Jack FM Berkshire

Reading, Berkshire; England;
- Frequency: 107.0 MHz

Programming
- Format: Contemporary

Ownership
- Owner: Celador Radio

History
- First air date: 22 October 2002
- Last air date: August 2017

Technical information
- Transmitter coordinates: 51°27′06″N 1°02′50″W﻿ / ﻿51.4516°N 1.0471°W

= 107 Jack FM =

Independent local radio station in the English town of Reading

107 JACK fm Berkshire was an Independent Local Radio station in the English town of Reading. The station was based at studios in the Madejski Stadium, home of Reading F.C. and London Irish. The station's transmitter is located on the Tilehurst Water Tower.

In August 2017, it was rebranded as The Breeze (Reading). The DAB version of the station was then rebranded as SAM FM shortly afterwards.

==On air==
Like all other Jack FM stations in the United Kingdom, the radio station was mostly an automated service with Paul Darrow providing topical one-liners in between songs as the voice of Jack, plus there was a weekday breakfast show "Jack's Morning Glory" with Robin Banks, and there's also the "Sunday Roast" on Sunday lunchtime with Sir John Madejski who interviewed notable local people.

==History==
The consortium behind Reading 107 FM submitted its bid for a local commercial radio station in September 2001 and the licence was awarded by Ofcom in March 2002. Reading 107 first broadcast at 8am on 22 October 2002. The first presenter was launch programme controller Tim Grundy and the first song was "Listen to the Music" by The Doobie Brothers.

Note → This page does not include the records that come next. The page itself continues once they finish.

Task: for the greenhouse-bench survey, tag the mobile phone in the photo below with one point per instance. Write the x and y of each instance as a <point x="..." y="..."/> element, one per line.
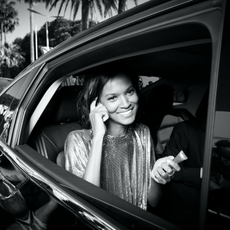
<point x="180" y="157"/>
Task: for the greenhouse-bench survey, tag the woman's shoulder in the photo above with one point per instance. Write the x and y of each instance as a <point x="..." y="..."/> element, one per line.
<point x="80" y="134"/>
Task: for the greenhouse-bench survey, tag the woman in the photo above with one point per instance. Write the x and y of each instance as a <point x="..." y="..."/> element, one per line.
<point x="112" y="151"/>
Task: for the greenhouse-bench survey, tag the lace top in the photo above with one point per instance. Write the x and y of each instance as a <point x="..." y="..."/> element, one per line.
<point x="126" y="161"/>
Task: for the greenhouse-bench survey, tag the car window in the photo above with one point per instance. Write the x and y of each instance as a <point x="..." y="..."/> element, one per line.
<point x="8" y="104"/>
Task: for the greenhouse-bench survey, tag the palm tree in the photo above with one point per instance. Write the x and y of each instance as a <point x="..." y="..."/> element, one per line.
<point x="88" y="7"/>
<point x="31" y="3"/>
<point x="122" y="5"/>
<point x="10" y="57"/>
<point x="8" y="18"/>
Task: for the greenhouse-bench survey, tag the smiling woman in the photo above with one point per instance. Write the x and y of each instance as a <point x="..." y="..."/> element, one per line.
<point x="114" y="152"/>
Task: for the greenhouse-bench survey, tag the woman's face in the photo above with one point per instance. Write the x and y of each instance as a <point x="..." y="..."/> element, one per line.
<point x="121" y="100"/>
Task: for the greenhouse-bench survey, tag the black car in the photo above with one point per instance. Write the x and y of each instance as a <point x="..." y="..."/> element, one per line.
<point x="181" y="43"/>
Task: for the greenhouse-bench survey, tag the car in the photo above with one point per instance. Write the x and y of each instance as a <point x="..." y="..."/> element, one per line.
<point x="181" y="43"/>
<point x="4" y="82"/>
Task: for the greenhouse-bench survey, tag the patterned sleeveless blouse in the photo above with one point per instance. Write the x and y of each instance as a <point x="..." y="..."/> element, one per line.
<point x="126" y="161"/>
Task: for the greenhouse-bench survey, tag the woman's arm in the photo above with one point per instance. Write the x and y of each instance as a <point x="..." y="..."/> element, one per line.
<point x="155" y="193"/>
<point x="98" y="115"/>
<point x="93" y="168"/>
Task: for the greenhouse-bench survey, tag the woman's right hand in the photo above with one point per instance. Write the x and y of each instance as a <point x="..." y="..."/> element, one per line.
<point x="98" y="115"/>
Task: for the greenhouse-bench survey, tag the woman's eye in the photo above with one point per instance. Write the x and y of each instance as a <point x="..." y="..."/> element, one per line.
<point x="131" y="92"/>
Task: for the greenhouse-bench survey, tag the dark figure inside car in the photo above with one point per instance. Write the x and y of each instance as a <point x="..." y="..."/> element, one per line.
<point x="182" y="194"/>
<point x="112" y="151"/>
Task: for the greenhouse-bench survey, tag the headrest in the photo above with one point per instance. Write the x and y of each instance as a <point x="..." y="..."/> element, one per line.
<point x="64" y="109"/>
<point x="160" y="98"/>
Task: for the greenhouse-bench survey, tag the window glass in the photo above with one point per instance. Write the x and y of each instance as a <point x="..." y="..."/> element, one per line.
<point x="8" y="104"/>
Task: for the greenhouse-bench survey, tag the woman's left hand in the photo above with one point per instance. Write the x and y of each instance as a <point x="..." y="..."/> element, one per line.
<point x="163" y="169"/>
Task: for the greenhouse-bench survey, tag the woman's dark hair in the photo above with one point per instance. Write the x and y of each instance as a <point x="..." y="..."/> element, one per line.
<point x="93" y="86"/>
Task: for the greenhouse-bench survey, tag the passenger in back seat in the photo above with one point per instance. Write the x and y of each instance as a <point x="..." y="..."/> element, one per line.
<point x="182" y="195"/>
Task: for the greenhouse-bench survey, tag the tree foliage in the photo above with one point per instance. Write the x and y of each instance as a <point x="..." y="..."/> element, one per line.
<point x="8" y="18"/>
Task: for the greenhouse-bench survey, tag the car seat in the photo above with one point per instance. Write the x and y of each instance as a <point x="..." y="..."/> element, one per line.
<point x="49" y="140"/>
<point x="159" y="102"/>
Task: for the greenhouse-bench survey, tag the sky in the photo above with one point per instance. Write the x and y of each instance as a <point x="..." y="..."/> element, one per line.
<point x="39" y="20"/>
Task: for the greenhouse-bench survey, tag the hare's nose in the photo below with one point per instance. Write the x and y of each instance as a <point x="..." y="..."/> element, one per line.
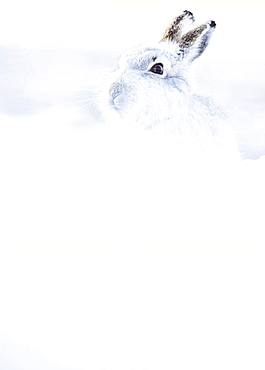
<point x="116" y="90"/>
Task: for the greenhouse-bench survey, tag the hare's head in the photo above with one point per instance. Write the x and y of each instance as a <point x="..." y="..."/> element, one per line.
<point x="152" y="80"/>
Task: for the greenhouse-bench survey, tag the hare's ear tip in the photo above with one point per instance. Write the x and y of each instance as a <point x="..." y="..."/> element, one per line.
<point x="212" y="24"/>
<point x="188" y="14"/>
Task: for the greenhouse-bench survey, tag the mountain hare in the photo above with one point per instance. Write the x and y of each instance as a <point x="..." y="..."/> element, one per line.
<point x="150" y="87"/>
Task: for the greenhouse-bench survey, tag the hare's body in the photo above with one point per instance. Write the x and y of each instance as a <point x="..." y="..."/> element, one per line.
<point x="151" y="85"/>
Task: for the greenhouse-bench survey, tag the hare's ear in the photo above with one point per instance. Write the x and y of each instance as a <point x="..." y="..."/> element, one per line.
<point x="175" y="30"/>
<point x="194" y="42"/>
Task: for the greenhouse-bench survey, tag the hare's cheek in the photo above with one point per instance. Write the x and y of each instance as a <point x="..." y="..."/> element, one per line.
<point x="120" y="96"/>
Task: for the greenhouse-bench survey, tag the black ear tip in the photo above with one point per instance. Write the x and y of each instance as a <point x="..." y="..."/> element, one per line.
<point x="212" y="24"/>
<point x="188" y="13"/>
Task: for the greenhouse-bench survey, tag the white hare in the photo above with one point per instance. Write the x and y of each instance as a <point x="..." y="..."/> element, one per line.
<point x="151" y="85"/>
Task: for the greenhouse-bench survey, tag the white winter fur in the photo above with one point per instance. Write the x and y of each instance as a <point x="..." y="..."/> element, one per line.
<point x="138" y="97"/>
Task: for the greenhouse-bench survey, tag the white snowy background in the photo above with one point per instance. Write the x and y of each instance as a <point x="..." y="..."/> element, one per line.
<point x="119" y="249"/>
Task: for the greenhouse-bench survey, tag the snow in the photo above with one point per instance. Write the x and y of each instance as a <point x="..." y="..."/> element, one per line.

In August 2005, Guardian Media Group (GMG) increased its shareholding in Reading 107 FM from 37.8% to a controlling stake of 60.3% when Milestone Radio Group decided to sell; the remaining shareholding being owned by the Goodhead Group plc, a company controlled by Reading Football club chairman Sir John Madejski. In December 2005, Reading 107 FM changed control again, this time from GMG to Madejski Communications Limited. Reading 107 flipped format to 107 JACK FM Berkshire on 2 March 2014.